„Czy to naprawdę jest niedźwiedź w mundurze?”
„Czekaj, czy te kobiety spokojnie koszą pole podczas gdy za nimi stąpa mech?!”
„Co tu się…???”
To zupełnie normalne pytania. Proszę spokojnie usiąść, mechy nie gryzą, niedźwiedź tylko przenosi amunicję artyleryjską – można już oddychać. Nie ma się co bać, te wielkie maszyny w zasadzie służą tylko do przepędzania chłopów.
Skoro już zapoznanie mamy za sobą, to teraz proszę się uprzejmie rozejść i zabrać do pracy. Pan do odlewania stali, pani do ścinki drzew, a pan… a pan to niech lepiej tutaj postoi, bo coś pan słabo wygląda. Kawę panu zrobię, bo pan nieco pobladł. Naprawdę, tyle emocji, tyle niepotrzebnych emocji…
Długa droga wiodła mnie do tej recenzji.
Od poczucia, że naprawdę bardzo nie lubię Scythe i nie lubię area control – do posiadania własnego egzemplarza i cieszenia się z tego faktu.
Od niechęci do „kickstarterowatości” Scythe do uznania jej niezaprzeczalnych zalet.
Była to droga na okrętkę i trochę przez szuwary, ale dotarłem. Teraz sam nie rozumiem skąd brał się mój opór. Być może z trzech kłamstw, w które początkowo wierzyłem, a z którymi chciałbym się dzisiaj rozprawić. Oto trzy obalone mity na temat Scythe – dla tych, którzy wciąż się wahają!
Trzy mity na temat
OK, nagłówek wyszedł huczny, zdanie poprzedzające jakieś takie względnie prowokacyjne, więc może należy się słowo wyjaśnienia. Raz, że GF już Scythe recenzowało – za pomocą świetnego tekstu WRSa, który gorąco polecam, bo jest nadal aktualny, choć ze zdjęć nie wynika jasno jak wygląda gra. Dwa, że recenzuję egzemplarz angielski, więc pewne zdjęcia należy czytać z odpowiednim akcentem. A trzy, że nie chciałbym do końca skupiać się na mechanice i zasadach. Potraktuję więc te „instrukcyjne” tematy dość pobieżnie, za co przepraszam osoby wrażliwe i potrzebujące.
Tyle tłumaczenia się – zapraszam do lektury!
Mit 1 – to gra o walkach mechów
Przyznaję, że wpadłem w ten sam kanał, co wielu graczy w Polsce i na świecie. Scythe wygląda jak epicka gra o epickich walkach wielkich mechów.
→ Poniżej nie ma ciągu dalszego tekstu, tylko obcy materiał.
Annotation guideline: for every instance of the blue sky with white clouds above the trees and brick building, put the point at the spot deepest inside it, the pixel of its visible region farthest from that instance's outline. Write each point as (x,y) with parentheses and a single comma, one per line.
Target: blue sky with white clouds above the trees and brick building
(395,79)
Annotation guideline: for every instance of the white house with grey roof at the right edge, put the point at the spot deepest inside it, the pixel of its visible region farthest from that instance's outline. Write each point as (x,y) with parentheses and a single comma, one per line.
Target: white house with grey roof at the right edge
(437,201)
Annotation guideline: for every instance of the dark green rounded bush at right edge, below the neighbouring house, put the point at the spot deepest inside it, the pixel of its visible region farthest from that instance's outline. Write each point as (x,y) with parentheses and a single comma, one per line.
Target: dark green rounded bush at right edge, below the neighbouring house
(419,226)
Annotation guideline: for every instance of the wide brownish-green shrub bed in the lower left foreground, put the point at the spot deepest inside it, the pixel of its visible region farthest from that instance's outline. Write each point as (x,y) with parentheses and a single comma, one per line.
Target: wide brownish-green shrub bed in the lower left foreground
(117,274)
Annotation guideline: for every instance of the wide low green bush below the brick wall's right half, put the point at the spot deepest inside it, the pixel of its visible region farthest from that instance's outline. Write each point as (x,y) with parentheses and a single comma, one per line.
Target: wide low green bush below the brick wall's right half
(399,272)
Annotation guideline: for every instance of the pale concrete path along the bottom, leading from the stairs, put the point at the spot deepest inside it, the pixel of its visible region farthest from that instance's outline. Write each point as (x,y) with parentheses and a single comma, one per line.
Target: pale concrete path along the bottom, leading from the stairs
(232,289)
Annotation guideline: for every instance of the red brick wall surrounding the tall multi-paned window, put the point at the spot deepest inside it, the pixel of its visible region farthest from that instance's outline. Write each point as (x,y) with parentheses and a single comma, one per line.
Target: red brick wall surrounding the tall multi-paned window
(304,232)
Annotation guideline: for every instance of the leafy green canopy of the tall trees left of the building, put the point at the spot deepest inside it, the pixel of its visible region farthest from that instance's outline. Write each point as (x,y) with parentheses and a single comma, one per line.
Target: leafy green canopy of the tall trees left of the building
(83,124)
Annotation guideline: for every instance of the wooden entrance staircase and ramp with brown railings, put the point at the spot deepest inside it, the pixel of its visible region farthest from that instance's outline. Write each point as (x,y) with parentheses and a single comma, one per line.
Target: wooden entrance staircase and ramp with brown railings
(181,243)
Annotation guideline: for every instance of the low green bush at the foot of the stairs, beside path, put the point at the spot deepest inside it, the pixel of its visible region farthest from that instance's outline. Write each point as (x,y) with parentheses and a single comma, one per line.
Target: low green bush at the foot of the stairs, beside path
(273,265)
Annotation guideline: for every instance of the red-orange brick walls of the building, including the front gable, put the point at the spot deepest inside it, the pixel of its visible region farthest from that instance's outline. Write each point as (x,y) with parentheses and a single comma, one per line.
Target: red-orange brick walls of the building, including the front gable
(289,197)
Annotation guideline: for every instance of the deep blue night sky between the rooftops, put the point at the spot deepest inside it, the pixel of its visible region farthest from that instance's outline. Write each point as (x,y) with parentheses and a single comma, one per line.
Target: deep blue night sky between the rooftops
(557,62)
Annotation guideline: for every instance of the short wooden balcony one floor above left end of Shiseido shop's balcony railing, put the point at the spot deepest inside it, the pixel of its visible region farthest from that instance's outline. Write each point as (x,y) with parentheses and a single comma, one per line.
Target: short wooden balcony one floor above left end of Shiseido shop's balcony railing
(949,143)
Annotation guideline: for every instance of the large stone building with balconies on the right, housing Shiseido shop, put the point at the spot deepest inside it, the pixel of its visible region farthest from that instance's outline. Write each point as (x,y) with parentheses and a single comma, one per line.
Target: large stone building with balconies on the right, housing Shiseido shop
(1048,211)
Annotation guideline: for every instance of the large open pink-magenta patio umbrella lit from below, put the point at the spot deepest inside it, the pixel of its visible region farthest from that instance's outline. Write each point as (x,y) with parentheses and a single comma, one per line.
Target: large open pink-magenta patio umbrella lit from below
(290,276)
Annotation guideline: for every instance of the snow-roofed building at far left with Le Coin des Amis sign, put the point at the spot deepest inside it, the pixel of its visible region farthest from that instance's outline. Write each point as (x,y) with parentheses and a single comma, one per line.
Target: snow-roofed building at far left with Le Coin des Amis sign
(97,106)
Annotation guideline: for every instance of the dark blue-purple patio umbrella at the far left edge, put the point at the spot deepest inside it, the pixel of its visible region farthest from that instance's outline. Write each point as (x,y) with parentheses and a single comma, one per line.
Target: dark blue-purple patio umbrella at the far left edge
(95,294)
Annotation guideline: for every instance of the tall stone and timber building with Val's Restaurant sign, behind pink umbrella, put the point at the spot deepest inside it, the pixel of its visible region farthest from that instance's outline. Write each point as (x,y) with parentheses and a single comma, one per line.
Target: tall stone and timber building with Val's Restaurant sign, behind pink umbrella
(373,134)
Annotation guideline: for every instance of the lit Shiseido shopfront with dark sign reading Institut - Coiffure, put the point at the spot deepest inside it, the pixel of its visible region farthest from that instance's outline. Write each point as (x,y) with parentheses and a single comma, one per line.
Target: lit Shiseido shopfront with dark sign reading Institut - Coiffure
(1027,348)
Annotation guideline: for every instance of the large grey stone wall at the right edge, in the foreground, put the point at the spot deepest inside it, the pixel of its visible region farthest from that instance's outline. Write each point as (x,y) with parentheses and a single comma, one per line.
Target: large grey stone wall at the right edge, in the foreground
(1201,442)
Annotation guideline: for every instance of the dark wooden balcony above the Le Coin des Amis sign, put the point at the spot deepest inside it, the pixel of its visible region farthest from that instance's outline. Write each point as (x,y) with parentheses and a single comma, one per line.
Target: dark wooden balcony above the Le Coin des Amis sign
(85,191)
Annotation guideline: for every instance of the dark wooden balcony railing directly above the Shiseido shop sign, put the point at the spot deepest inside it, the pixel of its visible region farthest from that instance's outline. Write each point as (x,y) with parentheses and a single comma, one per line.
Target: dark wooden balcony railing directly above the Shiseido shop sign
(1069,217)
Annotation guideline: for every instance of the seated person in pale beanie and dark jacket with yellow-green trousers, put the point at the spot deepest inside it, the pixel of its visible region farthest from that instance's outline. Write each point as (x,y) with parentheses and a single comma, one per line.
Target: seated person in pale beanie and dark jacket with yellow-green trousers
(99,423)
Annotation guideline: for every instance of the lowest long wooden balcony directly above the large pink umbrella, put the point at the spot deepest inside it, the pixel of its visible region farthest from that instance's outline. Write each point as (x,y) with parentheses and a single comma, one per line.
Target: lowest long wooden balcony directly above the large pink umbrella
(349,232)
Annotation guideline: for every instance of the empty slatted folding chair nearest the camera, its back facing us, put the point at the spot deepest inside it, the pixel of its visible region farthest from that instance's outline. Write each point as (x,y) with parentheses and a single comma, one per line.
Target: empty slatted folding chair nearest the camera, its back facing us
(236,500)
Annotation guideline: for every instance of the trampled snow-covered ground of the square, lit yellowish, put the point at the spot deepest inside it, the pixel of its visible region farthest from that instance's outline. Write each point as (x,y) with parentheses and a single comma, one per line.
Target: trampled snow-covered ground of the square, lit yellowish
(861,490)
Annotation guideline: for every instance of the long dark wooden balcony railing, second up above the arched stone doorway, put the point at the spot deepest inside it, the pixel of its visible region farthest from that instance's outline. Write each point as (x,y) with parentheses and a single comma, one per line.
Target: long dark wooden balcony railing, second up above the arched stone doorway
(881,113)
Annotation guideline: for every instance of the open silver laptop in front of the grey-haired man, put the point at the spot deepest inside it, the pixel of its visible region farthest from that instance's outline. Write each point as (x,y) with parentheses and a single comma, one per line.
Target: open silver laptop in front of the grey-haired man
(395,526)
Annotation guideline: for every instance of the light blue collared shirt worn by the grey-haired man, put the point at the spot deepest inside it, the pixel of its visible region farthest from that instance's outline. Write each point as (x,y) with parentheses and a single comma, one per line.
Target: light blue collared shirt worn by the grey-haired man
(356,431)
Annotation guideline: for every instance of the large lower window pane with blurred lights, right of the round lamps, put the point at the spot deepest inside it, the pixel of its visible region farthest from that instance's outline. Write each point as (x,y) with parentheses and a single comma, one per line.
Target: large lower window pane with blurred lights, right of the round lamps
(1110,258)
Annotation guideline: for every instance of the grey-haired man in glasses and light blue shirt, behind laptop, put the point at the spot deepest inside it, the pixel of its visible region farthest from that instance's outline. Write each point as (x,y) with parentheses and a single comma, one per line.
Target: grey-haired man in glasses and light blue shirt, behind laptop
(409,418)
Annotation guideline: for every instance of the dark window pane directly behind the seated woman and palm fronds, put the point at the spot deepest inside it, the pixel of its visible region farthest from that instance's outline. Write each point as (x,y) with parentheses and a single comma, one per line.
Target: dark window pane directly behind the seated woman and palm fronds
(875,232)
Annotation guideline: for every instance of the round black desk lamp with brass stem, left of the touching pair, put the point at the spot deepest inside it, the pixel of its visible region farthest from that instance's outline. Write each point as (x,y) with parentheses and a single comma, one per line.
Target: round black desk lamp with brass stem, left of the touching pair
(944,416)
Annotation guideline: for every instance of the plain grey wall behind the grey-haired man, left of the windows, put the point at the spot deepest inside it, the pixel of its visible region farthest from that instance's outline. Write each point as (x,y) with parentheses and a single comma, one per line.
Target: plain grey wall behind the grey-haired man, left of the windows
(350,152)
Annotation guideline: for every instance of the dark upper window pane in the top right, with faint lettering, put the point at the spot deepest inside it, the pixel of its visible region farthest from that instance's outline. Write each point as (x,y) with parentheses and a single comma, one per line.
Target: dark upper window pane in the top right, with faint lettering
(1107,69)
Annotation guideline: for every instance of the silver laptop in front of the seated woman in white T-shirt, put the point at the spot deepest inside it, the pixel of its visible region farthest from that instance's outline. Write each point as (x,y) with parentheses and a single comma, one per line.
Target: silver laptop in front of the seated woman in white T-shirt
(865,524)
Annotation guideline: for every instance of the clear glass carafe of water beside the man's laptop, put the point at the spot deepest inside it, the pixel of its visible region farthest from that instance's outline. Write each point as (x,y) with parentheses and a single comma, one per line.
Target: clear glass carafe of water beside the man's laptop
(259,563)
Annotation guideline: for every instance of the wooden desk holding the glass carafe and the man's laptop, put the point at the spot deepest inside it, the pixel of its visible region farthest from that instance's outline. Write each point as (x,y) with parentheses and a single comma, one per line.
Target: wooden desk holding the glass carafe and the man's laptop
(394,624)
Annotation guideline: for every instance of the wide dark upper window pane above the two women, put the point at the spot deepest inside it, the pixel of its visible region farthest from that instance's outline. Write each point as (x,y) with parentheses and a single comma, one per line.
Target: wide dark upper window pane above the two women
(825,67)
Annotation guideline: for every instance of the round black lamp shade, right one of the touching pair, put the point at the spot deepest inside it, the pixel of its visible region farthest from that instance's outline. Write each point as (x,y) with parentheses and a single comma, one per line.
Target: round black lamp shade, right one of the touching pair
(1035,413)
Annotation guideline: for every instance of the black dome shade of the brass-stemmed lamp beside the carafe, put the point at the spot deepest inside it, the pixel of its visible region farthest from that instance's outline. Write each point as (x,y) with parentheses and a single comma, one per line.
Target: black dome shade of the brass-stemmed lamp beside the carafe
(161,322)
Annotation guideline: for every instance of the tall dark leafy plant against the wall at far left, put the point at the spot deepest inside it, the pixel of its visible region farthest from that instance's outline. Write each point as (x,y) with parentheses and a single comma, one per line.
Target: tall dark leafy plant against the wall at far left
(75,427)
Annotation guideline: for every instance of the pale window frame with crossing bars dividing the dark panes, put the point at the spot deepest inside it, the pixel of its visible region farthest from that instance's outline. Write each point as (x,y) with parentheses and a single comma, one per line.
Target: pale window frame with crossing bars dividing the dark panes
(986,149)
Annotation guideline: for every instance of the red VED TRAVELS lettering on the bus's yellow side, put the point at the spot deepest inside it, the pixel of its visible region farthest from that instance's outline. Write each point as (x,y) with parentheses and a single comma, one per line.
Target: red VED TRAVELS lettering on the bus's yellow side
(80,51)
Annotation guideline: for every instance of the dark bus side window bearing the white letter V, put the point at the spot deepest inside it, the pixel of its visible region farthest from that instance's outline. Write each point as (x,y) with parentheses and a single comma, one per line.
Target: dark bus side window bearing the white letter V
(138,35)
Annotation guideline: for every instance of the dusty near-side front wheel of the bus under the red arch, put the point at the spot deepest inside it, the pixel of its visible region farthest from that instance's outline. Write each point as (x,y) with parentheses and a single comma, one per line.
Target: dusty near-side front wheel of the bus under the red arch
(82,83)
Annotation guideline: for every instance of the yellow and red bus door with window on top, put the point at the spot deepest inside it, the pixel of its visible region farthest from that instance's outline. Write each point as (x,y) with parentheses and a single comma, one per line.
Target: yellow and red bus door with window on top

DŻŻŻŻŻ< BRZRRZRZ DUM DUM DUM grzmią mechy i strzelają rakietami, krocząc miażdżą wszystko pod swoimi tytanowymi stopami, a na dodatek przewożą oficerów i mały oddział szturmowy, tak na wszelki wypadek.
To nie jest gra o tym.
To gra o terytorialnej dominacji klasy robotniczej. Dominacji ważniejszej, niż liczba posiadanych mechów czy wystrzelonych rakiet. Scythe całą sobą podkreśla wartość, jaką dla tryumfu dowolnej nacji ma właśnie siła robocza. Podczas końcowej punktacji przewaga terytorialna – liczona w robotnikach na heks kwadratowy – stanowi ogromną część wyniku każdego gracza. A raczej: może ją stanowić, jeśli ten odpowiednio wspierał interes robotników i wysyłał ich do pracy w coraz to bardziej oddalonych terytoriach.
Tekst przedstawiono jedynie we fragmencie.